I was assigned to do the interviewing for this project. It meant I was the one to call the number of countless religious organizations in Philly, many of whom ignored us, and when an interview that was initally a call became an invitation to visit the mosque, I had to make the decision of whether we had enough time before deadline to make it happen.
I'm glad we ended up going in person, because it gave us the fullest and most accurate experience of the topic. One of the mosque leaders mentioned that the media has often misinterpreted Islam through of careless and disrespectful cameras. By showing up respectfully, we gained enough trust to be allowed to video certain parts of the prayer time and have truly open interviews.
This was the first video I made in my senior year, and getting used to Final Cut Pro again was definitely a learning curve. It was especially difficult because I was the only one doing it, from the interviews to the editing.
For the interviews and practice B-roll, I sat in on the Black History Month assembly's last rehearsal. They had put so much work into it, and I wanted to make sure that the video highlighted that as much as the product itself. This assembly is fully student-run, including rehearsal times, script, and props, and
The camera captured something I don't think my words could have — the way their eyes lit up when they talked about this event they had been preparing for since the very beginning of the year. Video allows me to get moments like that, even how some nervousness seeped into their voices about the assembly to come.
As the interviewer, I always get to see those things. But with a video camera, the audience gets to stand alongside me and experience the interview in almost its purest form, without me diluting the interaction into words on a page.
Initially, I thought that since I had used Final Cut Pro in the past with WHYY, it would be easier, but this notion was quickly dispelled when I had to search up how to use the basic blade tool. Putting my own ego aside was a key obstacle for this video!
There are a few parts that I wish I had done differently, but I'm still proud of it. It helped me get acclimated to video editing again, and it reminded how important it is to stay organized. After getting tangled in the video clips for the first couple of days, I started naming them. I also made a timeline in my notebook instead of just moving the clips around haphazardly.
The most difficult ten minutes of making this video were the first ten minutes of doing so: when my co-editor-in-chief Matthew and I talked through the synopsis of this deeply confusing musical. It would have been easy to make this video without a complete understanding of 'Alice by Heart,' but without that understanding, the questions we asked wouldn't have been as rich.
For example, we tried to emphasize the relationship between the leads Eli Graves and Jack Davies. A recurring theme of the show is growing up, which I almost missed in my first read of the synopsis, because I was more focused on the loss aspect.
But because we read the synopsis thoroughly, we were able to ask Eli and Jack questions about how their offstage friendship over multiple years mirrored that of their characters' growth over the show.

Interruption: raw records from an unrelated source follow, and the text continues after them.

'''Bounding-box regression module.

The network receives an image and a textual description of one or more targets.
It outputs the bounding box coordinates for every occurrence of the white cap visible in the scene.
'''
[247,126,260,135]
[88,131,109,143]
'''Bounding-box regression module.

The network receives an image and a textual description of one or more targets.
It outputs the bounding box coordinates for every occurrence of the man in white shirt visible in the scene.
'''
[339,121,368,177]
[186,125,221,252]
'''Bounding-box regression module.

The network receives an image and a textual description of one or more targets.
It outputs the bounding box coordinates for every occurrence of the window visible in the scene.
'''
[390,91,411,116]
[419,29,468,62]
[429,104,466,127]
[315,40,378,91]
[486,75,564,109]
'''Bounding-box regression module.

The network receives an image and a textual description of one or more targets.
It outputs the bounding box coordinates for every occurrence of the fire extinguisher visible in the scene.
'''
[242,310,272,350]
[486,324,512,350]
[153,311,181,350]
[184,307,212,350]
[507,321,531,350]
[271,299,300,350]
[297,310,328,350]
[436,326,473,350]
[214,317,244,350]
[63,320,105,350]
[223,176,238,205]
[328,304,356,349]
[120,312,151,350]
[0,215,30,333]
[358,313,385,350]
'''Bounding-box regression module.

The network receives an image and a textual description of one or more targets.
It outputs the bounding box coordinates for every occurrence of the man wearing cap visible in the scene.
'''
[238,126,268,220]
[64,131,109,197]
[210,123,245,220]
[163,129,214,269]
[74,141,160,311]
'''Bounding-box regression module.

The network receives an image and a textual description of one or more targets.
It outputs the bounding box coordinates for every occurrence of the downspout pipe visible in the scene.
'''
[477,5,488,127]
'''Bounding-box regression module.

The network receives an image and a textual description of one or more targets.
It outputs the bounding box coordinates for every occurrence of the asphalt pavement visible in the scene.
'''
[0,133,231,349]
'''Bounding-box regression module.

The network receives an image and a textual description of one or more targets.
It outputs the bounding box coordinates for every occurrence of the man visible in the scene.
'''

We took the lessons I learned from my BHM video and applied them here. We started with soundbites (instead of getting lost in B-roll like I did with the BHM video), and we built around those soundbites.
Because it was more organized, we had more time to make the sounds transition better, as well as do more deliberate separation of the audio and the video. All these small parts combined to create a video that has been the most fun to make, and maybe one of the best videos I've ever helped to make as well.
Some of the theater kids thanked us afterwards, because the musical isn't very well known, and the video helped to simplify it and encourage students to come watch it. I love musicals, and I think the best way to get people interested in them is through video. The sharp choreography and magnificent runs can't just be described in words — video is where they get a chance to shine.